Yimou’s third film in his masterful wuxia trilogy was CURSE OF THE GOLDEN FLOWER (2006), set in the Later Tang Dynasty. It is no less lavish, no less gorgeous, and no less emotionally powerful. However, this time the director consciously holds back on the breakneck action, rationing it out sparingly until the latter half of the film, when he once again proves that he is indeed the modern master of martial arts cinema. The first half of the story is dedicated to imperial palace politics, complete with poisonings, betrayal, and forbidden romance.
CROUCHING TIGER’s Chow Yun-Fat (a Chinese movie legend) plays the role of Emperor Ping to perfection, while the stunning Gong Li portrays the scheming Empress Phoenix. The film waxes Shakespearean in its depiction of a royal house divided by intrigue, secrets, and violence. Yimou had, by this point, learned to hold back on the fantastic wonder sequences of martial arts excess, and when they explode upon the screen they are that much more effective for the effort.
Yimou’s trio of kung fu films are pure high fantasy at it’s best. This is not the actual ancient China that his characters inhabit, but the China of Legend, where martial arts is a magic all its own; where men and women spend their lives mastering the Flying Technique, defying gravity and mortality with the strength of their bodies and the force of their chi (spirit). Where Ang Lee’s warriors glided across rooftops and treetops, Yimou’s go them one better, balancing on the surface tension of a serene mountain lake during a vicious duel, deflecting a hoard of flying arrows with a spinning sword blade, or guiding a thrown knife unerringly to its target through pure force of will. Deadly combat has never looked so beautiful, graceful, or thrilling.
There really should be a name for this type of film, sitting as they do well above your standard martial arts movies. Perhaps this is the “New School Wuxia.” Whatever the case, Yimou has finally gotten the kung fu out of his system, much to the chagrin of his American fans. Like Ang Lee, he came into the genre and completely re-invented it. Now he’s moving on.His next movie is the historical drama THE FLOWERS OF WAR, starring Christian Bale. It takes place in 1937 during the Rape of NanKing. While the film may be more down-to-earth than any of his previous three films (his kung fu fantasies), I’m betting it will be no less visually amazing or emotionally powerful.

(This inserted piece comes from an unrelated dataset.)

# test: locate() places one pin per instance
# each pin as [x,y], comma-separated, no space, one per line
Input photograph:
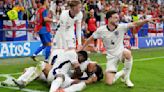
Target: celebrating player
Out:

It’s really too bad Yimou isn’t doing anymore kung fu movies…however, at least we have Tsui Hark’s DETECTIVE DEE AND THE MYSTERY OF THE PHANTOM FLAME to carry on the tradition of New School Wuxia fantasies. So far, it’s the only movie of its type that can hang with Zhang Yimou’s superb creations. However, we do have Hark’s newest film THE FLYING SWORDS OF DRAGON GATE to look forward to (it’s already opened in China and New Zealand). Until then, if you’ve missed any of Yimou’s trilogy, get your hands on one of the DVDs and you wont’ be sorry. Hark’s wuxia movies look to be the next great franchise of new-school kung fu flicks, as the mantle of Master is passed on again.
Like the warrior who spends a lifetime mastering the mysteries of the sword, Zhang Yimou (like Ang Lee before him), has reached the ultimate stage of wuxia movie mastery, where the weapon (or movie) itself disappears, and the desire for combat no longer exists.
Although I would love to see more such films from Lee and Yimou, who could begrudge them for purusing enlightenment in the form of an ever-expanding creative freedom?
Besides, we still have these spectacular films to enjoy on DVD.
I recommend hi-def and a BIG screen.